Gesundheit : Neue Direktoren sollen historische Grabungen fortführen

Wolfgang Lehmann

Das Deutsche Archäologische Institut (DAI) hat drei neue Direktoren gewählt. Wie berichtet, wird Wolf-Dietrich Niemeier, Professor für Klassische Archäologie an der Ruprecht-Karls-Universität Heidelberg, neuer Erster Direktor der Abteilung Athen des DAI. Adolf Hoffmann, Professor für Baugeschichte an der Brandenburgischen Technischen Universität Cottbus, übernimmt in gleicher Position die Leitung der Abteilung Istanbul des DAID. Der Vorderasiatische Archäologe Burkhardt Vogt, bisher Leiter der DAI-Außenstelle Sanaa (Jemen) wird Erster Direktor der Kommission für Allgemeine und Vergleichende Archäologie (KAVA).

Wolf-Dietrich Niemeier wird vom nächsten Jahr an das zweitälteste Auslandsinstitut des DAI, die 1874 gegründete Außenstelle Athen leiten, um damit die Kontinuität der traditionsreichen Grabungen des Instituts - Kerameikos in Athen, Olympia, Samos und Tiryns - zu gewährleisten.
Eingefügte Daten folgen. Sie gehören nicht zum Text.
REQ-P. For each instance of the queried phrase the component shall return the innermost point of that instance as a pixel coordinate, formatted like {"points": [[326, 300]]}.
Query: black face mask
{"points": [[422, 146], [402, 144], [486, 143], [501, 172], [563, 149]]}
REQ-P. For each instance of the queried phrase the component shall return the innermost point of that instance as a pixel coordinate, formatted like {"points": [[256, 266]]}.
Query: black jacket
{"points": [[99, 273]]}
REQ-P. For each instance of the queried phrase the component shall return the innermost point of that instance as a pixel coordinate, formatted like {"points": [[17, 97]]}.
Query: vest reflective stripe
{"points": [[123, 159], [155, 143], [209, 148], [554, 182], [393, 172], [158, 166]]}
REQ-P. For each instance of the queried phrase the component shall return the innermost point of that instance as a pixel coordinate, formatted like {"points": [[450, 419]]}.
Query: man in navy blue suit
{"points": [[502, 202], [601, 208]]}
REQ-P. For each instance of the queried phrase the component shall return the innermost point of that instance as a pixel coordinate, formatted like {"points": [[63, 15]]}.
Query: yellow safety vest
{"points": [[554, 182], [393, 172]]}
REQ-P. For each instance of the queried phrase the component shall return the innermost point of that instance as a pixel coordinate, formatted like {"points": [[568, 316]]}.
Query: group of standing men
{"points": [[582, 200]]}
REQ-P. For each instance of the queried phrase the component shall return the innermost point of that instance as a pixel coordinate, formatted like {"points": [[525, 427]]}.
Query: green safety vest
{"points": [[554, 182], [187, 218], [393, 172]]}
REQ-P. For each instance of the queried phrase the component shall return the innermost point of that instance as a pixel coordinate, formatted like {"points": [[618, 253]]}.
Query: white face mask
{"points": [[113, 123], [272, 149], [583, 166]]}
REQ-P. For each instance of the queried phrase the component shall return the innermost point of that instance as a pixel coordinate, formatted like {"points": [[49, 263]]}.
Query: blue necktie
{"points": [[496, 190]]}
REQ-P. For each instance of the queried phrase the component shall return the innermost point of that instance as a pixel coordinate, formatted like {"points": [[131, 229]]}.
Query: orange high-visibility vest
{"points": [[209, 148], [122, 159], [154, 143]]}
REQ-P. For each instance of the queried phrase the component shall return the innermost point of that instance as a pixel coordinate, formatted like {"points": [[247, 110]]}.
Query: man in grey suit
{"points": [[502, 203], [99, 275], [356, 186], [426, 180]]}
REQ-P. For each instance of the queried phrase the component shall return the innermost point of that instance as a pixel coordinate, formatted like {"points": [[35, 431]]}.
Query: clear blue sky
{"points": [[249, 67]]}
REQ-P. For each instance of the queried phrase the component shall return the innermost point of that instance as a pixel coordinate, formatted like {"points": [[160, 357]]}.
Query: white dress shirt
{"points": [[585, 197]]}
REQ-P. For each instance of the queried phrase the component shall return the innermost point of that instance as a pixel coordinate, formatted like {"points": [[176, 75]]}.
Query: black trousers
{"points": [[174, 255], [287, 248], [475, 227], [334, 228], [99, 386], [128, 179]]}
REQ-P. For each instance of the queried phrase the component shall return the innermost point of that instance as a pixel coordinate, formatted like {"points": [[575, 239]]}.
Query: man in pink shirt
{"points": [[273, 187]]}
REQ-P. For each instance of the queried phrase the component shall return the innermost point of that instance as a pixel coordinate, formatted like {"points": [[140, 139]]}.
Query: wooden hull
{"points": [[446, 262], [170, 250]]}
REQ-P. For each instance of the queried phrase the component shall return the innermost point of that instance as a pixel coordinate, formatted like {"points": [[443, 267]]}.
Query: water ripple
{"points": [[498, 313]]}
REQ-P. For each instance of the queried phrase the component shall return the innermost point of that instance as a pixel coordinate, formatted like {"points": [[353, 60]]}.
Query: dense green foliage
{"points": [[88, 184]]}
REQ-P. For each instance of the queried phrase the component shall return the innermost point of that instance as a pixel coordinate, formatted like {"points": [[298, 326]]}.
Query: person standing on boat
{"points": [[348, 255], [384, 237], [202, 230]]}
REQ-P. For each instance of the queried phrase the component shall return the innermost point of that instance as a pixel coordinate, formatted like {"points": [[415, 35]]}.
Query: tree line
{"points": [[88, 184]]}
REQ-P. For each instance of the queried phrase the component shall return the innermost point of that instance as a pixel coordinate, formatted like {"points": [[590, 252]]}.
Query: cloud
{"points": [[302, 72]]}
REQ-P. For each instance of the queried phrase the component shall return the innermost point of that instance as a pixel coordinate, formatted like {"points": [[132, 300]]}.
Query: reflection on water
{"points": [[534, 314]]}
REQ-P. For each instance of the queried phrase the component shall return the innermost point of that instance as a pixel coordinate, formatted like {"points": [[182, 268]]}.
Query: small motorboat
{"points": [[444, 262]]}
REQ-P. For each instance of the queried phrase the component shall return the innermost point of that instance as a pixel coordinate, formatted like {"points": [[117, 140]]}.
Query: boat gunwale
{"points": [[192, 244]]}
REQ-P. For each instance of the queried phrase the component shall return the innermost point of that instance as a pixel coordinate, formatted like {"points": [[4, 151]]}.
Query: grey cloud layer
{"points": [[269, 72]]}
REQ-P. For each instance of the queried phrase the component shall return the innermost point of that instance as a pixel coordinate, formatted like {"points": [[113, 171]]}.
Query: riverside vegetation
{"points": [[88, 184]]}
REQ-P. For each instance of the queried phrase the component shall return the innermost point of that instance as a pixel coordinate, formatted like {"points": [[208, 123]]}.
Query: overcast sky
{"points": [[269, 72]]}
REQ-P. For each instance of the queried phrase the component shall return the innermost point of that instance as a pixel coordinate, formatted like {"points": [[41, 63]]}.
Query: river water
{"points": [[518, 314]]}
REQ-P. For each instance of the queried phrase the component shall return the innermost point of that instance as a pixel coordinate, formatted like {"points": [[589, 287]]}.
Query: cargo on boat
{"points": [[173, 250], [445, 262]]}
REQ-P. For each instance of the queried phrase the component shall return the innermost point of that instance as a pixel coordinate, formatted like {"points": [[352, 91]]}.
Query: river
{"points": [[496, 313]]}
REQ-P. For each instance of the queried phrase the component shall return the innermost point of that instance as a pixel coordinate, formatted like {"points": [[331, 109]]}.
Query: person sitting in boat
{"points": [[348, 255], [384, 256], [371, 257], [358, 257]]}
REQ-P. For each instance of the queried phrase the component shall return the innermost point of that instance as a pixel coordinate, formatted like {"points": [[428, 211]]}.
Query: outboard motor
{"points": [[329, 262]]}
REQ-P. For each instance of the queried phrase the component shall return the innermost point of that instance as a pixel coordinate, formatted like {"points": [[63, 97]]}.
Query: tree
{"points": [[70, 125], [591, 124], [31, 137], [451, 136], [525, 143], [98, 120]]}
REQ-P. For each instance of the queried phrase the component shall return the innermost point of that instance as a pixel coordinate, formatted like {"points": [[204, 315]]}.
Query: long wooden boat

Sein Forschungsschwerpunkt sind die bronzezeitlichen Hochkulturen, in Griechenland die minoische und mykenische Kultur. So hat er in einer eigenständigen Grabung in Israel am Tell Kabri - in Zusammenarbeit mit israelischen Archäologen - minoische Fresken entdeckt, die kretisch beeinflußt sind und wahrscheinliche von Wanderarbeitern aus Kreta gefertigt wurden. Niemeier ist in Athen kein Unbekannter: Er war von 1983 bis 1986 Referent beim damaligen Direktor Helmut Kyrieleis (dem jetzigen Präsidenten des DAI) und hat bei dessen Grabung in Samos mitgewirkt. "Gegenüber", im kleinasiatischen Milet an der türkischen Küste, erkundet er für die Heidelberger Universität mit Mitteln einer amerikanischen Stiftung ebenfalls die Bronzezeit.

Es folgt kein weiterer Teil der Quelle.